KARACHI: With the national team returning to England in the summer for the ICC Champions Trophy, the Pakistan Cricket Board (PCB) has already started planning measures to avoid any mishap in the country where they were rocked by the infamous spot-fixing controversy three years ago.
Pakistan cricket suffered its worst time during the 2010 tour of England when three players – then captain Salman Butt, Mohammad Amir and Mohammad Asif – were found guilty and handed lengthy bans by the International Cricket Council (ICC).
Although the board, through its education programme and other initiatives, has succeeded in avoiding controversy involving any team member since then, it is looking to adopt a more cautious approach ahead of the last edition of the ICC Champions Trophy that will start on June 6.

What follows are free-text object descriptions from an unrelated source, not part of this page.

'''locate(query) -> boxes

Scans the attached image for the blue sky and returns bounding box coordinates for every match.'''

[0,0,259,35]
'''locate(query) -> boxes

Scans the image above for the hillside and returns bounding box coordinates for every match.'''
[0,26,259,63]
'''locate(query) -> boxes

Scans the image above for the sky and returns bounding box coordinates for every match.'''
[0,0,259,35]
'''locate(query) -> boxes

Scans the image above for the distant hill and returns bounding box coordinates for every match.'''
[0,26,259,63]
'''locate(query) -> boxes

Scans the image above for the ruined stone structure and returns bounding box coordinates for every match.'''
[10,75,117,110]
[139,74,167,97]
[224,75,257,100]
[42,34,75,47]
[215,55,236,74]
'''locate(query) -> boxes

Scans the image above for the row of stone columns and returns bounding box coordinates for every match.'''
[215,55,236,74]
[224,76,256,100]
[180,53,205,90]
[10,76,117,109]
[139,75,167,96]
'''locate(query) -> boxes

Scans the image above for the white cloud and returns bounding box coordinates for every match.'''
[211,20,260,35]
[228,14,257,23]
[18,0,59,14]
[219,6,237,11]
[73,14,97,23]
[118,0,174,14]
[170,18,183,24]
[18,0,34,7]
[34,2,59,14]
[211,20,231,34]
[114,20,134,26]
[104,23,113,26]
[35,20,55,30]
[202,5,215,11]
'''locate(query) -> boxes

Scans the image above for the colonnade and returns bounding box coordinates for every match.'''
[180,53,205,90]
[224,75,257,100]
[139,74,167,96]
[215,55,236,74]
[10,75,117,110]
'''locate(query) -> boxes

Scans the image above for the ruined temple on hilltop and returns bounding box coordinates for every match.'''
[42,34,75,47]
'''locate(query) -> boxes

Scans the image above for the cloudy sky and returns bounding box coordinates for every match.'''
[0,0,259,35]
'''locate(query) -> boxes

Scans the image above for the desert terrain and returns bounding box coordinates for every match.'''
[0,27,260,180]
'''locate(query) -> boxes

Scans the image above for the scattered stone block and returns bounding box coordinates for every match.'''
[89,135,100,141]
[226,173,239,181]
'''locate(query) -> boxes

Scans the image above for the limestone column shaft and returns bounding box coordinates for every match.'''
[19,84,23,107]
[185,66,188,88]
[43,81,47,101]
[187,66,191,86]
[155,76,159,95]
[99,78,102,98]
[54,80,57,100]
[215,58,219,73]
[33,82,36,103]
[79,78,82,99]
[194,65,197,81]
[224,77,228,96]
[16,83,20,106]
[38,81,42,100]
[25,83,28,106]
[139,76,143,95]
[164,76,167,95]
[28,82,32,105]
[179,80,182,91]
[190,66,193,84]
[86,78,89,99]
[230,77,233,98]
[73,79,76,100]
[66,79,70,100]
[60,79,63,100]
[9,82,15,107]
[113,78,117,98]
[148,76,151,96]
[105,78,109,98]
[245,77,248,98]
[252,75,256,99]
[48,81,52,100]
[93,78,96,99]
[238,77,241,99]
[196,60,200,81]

Excessive social networking deemed as threat
It is an open secret that despite strict vigilance on communications by the team management, touring players use social networking software excessively to communicate with family and friends.
The players are generally told to avoid unnecessary phone calls and the team management is given transparent records of cell phone usage. This has prompted the players to use softwares such as Skype, Viber and Whatsapp as they feel comfortable while communicating through these means.

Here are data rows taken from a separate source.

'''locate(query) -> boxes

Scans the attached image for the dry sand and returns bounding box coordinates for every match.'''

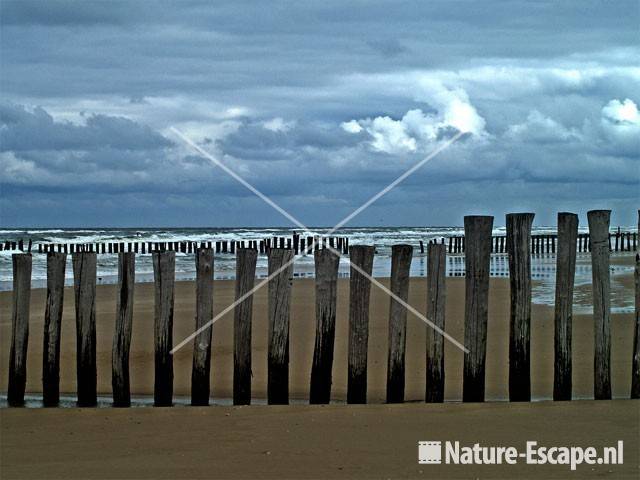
[1,273,638,478]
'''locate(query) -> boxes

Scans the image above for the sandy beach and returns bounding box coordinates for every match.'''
[1,271,638,478]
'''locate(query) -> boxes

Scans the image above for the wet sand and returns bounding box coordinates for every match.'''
[1,273,638,479]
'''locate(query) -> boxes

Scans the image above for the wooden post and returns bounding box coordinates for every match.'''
[191,248,214,406]
[7,254,32,407]
[631,253,640,399]
[72,252,97,407]
[588,210,611,400]
[112,253,135,407]
[553,213,578,401]
[233,248,257,405]
[267,248,294,404]
[43,252,66,407]
[347,245,375,404]
[426,243,446,403]
[153,251,175,407]
[506,213,534,401]
[462,216,493,402]
[385,244,412,403]
[309,249,340,404]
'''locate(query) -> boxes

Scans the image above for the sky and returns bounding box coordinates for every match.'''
[1,0,638,228]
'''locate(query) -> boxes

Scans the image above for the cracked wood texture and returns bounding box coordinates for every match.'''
[191,248,214,406]
[347,245,374,404]
[309,249,340,404]
[462,216,493,402]
[233,248,257,405]
[43,252,66,406]
[507,212,534,402]
[588,210,611,400]
[267,248,294,404]
[153,251,175,407]
[112,253,135,407]
[8,254,31,407]
[386,244,413,403]
[554,212,578,401]
[72,252,97,407]
[426,243,446,403]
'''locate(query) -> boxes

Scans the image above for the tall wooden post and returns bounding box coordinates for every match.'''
[347,245,375,404]
[43,252,66,407]
[588,210,611,400]
[7,254,32,407]
[462,216,493,402]
[267,248,294,404]
[233,248,257,405]
[153,251,175,407]
[426,243,446,402]
[310,249,340,404]
[72,252,97,407]
[632,253,640,399]
[112,253,135,407]
[386,244,413,403]
[553,213,578,401]
[191,248,214,406]
[507,213,534,401]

However, the use of the software poses threats of possible entrapments for the players leading to unwanted controversies.

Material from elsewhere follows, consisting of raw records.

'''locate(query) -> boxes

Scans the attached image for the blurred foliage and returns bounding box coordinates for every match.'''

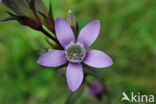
[0,0,156,104]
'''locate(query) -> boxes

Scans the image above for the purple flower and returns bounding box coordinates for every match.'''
[88,82,104,96]
[37,18,113,92]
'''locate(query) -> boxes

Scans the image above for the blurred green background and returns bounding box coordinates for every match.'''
[0,0,156,104]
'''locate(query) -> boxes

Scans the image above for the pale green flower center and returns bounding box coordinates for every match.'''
[65,42,86,63]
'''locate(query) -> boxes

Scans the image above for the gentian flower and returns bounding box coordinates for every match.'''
[37,18,113,92]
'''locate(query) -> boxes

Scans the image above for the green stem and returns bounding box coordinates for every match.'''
[40,28,62,48]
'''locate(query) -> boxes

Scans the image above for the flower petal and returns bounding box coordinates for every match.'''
[66,63,84,92]
[77,20,100,48]
[55,18,75,48]
[37,50,67,67]
[83,50,113,68]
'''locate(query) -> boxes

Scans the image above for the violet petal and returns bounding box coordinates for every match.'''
[83,50,113,68]
[37,50,67,67]
[55,18,75,49]
[66,63,84,92]
[77,20,100,49]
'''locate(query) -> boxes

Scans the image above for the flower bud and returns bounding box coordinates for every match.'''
[67,10,79,37]
[88,81,108,100]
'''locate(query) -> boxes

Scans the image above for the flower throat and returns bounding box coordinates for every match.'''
[65,42,86,63]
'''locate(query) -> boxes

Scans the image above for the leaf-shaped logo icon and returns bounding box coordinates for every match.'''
[121,92,131,102]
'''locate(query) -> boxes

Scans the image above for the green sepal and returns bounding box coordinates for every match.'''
[38,2,55,33]
[5,11,42,30]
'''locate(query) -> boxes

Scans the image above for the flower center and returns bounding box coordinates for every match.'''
[65,42,86,63]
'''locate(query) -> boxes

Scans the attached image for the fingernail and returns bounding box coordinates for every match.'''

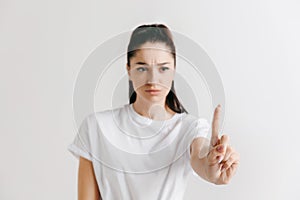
[217,145,223,152]
[218,156,224,163]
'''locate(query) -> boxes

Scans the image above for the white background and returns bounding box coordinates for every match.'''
[1,0,299,199]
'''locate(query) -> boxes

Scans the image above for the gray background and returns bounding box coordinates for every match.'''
[1,0,299,199]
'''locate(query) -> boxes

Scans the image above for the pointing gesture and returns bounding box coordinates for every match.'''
[205,105,240,185]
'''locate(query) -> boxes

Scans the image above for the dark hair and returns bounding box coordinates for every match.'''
[127,23,188,114]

An official close to the PCB’s vigilance and security division said the board was aware of the usage of the social networking tools by the players.
“We are confident that they will not embroil in any controversy,” said the official, adding that the players were well aware, thanks to the board’s education programme.
Session lined up to educate about internet menace
Meanwhile, former Test cricketer Wasim Bari, who initiated the board’s education programme after the spot-fixing controversy, said a special session will be arranged for the players before the ICC Champions Trophy to educate them about the downside of using excessive internet on tours.
“We are aware that internet is the safe haven for such approaches,” the board’s director education and training told The Express Tribune. “Our main plan on how to cope with the menace is to arrange special sessions (lectures) before the ICC Champions Trophy in which emphasis will be on the use of internet. I am not in favour of banning the use of laptops for touring players.
“I feel education is the best solution and so far it has given desired results.”
Meanwhile, according to a report in the Daily Express, the board was also considering the use of a special device which can block the use of social networking websites and tools.
Through the same device, activity on internet can also be monitored.
Published in The Express Tribune, March 20th, 2013.